We will cover the feature selection approach undertaken by data scientists at the University of Melbourne in the KDD 2009 data science competition. The task consisted in predicting churn based on a dataset with a huge number of features.

The authors describe this procedure as an aggressive non-parametric feature selection procedure that is based in contemplating the relationship between the feature and the target. Therefore, this method should be classified as a filter method.

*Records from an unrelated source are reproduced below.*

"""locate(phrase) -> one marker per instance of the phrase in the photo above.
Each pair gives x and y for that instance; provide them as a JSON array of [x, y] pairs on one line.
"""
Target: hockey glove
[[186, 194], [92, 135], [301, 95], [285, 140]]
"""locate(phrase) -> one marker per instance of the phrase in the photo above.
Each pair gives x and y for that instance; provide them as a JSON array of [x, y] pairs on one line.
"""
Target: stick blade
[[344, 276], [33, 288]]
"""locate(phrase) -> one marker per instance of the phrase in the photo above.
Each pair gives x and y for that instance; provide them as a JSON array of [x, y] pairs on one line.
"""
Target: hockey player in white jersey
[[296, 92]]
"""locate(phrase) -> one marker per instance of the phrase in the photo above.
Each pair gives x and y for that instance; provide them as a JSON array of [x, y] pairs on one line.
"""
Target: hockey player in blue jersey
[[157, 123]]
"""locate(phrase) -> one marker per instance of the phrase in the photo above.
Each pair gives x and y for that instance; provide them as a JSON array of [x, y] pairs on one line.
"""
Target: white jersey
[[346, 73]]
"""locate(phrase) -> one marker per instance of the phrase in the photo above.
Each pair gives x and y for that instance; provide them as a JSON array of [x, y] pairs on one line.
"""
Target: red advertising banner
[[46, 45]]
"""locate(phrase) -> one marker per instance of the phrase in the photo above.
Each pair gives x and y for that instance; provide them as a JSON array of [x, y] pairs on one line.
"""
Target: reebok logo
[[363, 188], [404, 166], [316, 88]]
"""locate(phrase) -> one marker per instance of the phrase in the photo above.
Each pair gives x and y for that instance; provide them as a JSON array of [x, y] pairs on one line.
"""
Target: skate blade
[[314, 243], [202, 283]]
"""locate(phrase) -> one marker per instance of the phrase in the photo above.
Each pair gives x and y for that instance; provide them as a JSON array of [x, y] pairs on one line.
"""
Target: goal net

**The procedure consists in the following steps:**

For each categorical variable:

1) Separate into train and test

2) Determine the mean value of the target within each label of the categorical variable using the train set

3) Use that mean target value per label as the prediction (using the test set) and calculate the roc-auc.

For each numerical variable:

1) Separate into train and test

2) Divide the variable into 100 quantiles

3) Calculate the mean target within each quantile using the training set

4) Use that mean target value / bin as the prediction (using the test set) and calculate the roc-auc


The authors quote the following advantages of the method:

Speed: computing mean and quantiles is direct and efficient
Stability respect to scale: extreme values for continuous variables do not skew the predictions
Comparable between categorical and numerical variables
Accommodation of non-linearities
See my notes at the end of the notebook for a discussion on the method.

**Important** The authors here use the roc-auc, but in principle, we could use any metric, including those valid for regression.

In [1]:
import pandas as pd
from sklearn.model_selection import train_test_split
from sklearn.metrics import roc_auc_score

In [2]:
# connect the google drive
from google.colab import drive

drive.mount("/content/drive")

Mounted at /content/drive


In [3]:
# import the dataset
df = pd.read_csv("/content/drive/MyDrive/Data Science/Feature Selection/titanic_clean.csv")
df.head()

Unnamed: 0,pclass,survived,sex,age,sibsp,parch,fare,cabin,embarked
0,1,1,female,29.0,0,0,211.3375,B5,S
1,1,1,male,0.9167,1,2,151.55,C22,S
2,1,0,female,2.0,1,2,151.55,C22,S
3,1,0,male,30.0,1,2,151.55,C22,S
4,1,0,female,25.0,1,2,151.55,C22,S


In [4]:
# dict = df.groupby(["sex"])["age"].mean().to_dict()

In [5]:
# dict

In [6]:
# Determine the feature and variable
X = df[['pclass', 'sex', 'embarked', 'cabin', 'survived']]
y = df["survived"]

In [7]:
X_train, X_test, y_train, y_test = train_test_split(X,y, test_size=0.3, random_state=0)
X_train.shape, X_test.shape

((914, 5), (392, 5))

## **Replace the values with mean values**

In [8]:
def mean_encoding(df_train, df_test, categorical_vars):

  # first make temporary copies of dataframes
  df_train_temp = df_train.copy()
  df_test_temp =df_test.copy()

  # Iterate over each variable
  for col in categorical_vars:

    target_mean_dict = df_train.groupby([col])["survived"].mean().to_dict()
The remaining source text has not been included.